Data Availability: All relevant data are within the paper and its Supporting information files.

Funding: The author(s) received no specific funding for this work.

Competing interests: The authors have declared that no competing interests exist.

Introduction

The mandible, the only mobile bone in the human skull, consists of three parts: the body (corpus) and two rami, connected by two mandibular angles. Like all skeletal bones, the mandible is constantly remodelled under the effect of several factors, which may be systemic (e.g. hormones, growth factors) or local (e.g. mechanical stresses) resulting from the action of the muscles of the masticatory apparatus [1–3]. Several muscles are inserted into the mandible to support the functions of mastication, swallowing, phonation, and emotion management. These include the mandibular elevator and depressor muscles, and those responsible for mandibular propulsion [4], which insert at various mandibular levels and connect the mandible to the facial skeleton. More specifically, for mastication, four main muscles are described: the masseter, temporalis, medial pterygoid, and lateral pterygoid muscles.

Bone remodelling induced by mechanical stress was described as early as 1892 by Wolff, who noted that “bone in a healthy person or animal adapts to the forces to which it is subjected” [5]. Bone can respond locally to the mechanical stresses to which it is subjected, via cellular adaptation mechanisms [6]. Several types of bone response have been described. If appropriate mechanical stresses are applied, bone mass may increase. However, if the mechanical stresses applied are too great, there may be a reduction in bone mass through increased resorption, with a risk of fatigue fracture. On the other hand, if the bone is not stressed, or is immobilized, it exhibits a high level of resorption with a concomitant reduction in bone formation [7].

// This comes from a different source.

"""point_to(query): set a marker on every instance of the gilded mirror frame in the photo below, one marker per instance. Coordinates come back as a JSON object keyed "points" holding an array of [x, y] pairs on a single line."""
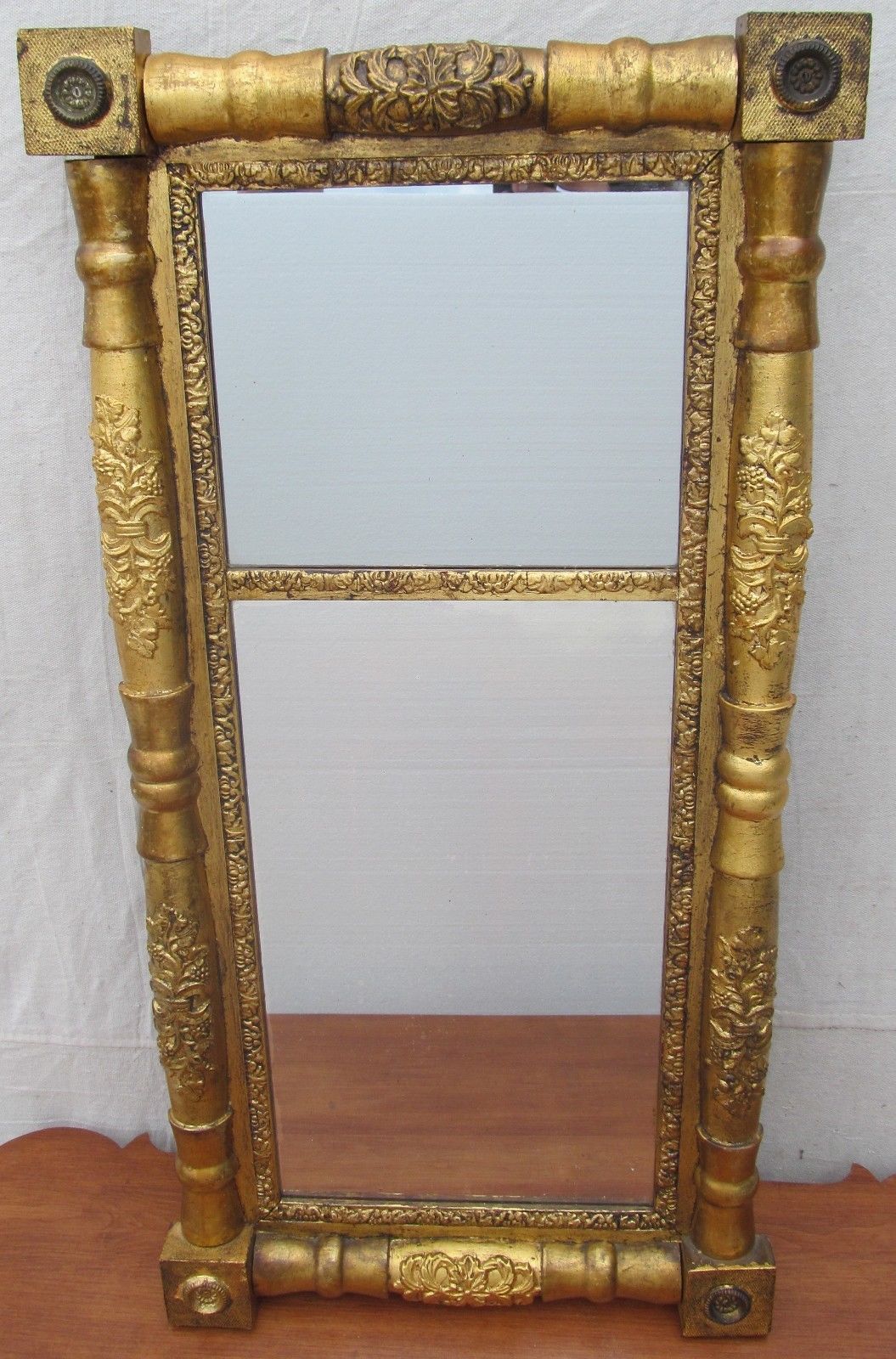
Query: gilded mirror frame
{"points": [[748, 124]]}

Assessment of mandibular bone remodelling involves the evaluation of mandibular volume. Here, researchers have several options: the use of radiological imaging derived from medical activity, which requires the use of slices in all three spatial planes [8]; accessing bodies donated to science, which presents difficulties of access and implementation (e.g. preparation of parts); the study of archaeological series, which is dependent on the excavation conditions and state of preservation of the individuals recovered.

While the study of archaeological series deprives the researcher of access to certain data on the subjects investigated, it does allow measurements to be collected directly from the mandible, when its state of preservation permits. This has allowed the evaluation of mandibular markers, described in the literature as related to specific behaviours of the masticatory apparatus. This is the case for exostoses that may be present at the mandibular angles [9]. The location of these bony protuberances corresponds to the lower insertion zones of the masseter muscle, the most powerful elevator muscle in the masticatory apparatus, and allows mastication [10] Indeed, masseter contraction produces forceful elevation of the mandible to close the mouth. It also contributes to mandibular propulsion and biting. These exostoses develop when repeated muscular forces are applied through frequent contraction of the masseter muscles; the mandibular angles can also tend to rotate, angulate or bow themselves because of the extensive forces [11]. Several exostoses may be found at the same angle. The number of these exostoses reflects both the intensity of the forces exerted on the mandible in this area, and the high frequency with which these forces occur in the life of the individual, exceeding those ordinarily applied for masticatory functions alone, and potentially reflecting parafunctional behaviours established in the masticatory apparatus of the individuals observed [12].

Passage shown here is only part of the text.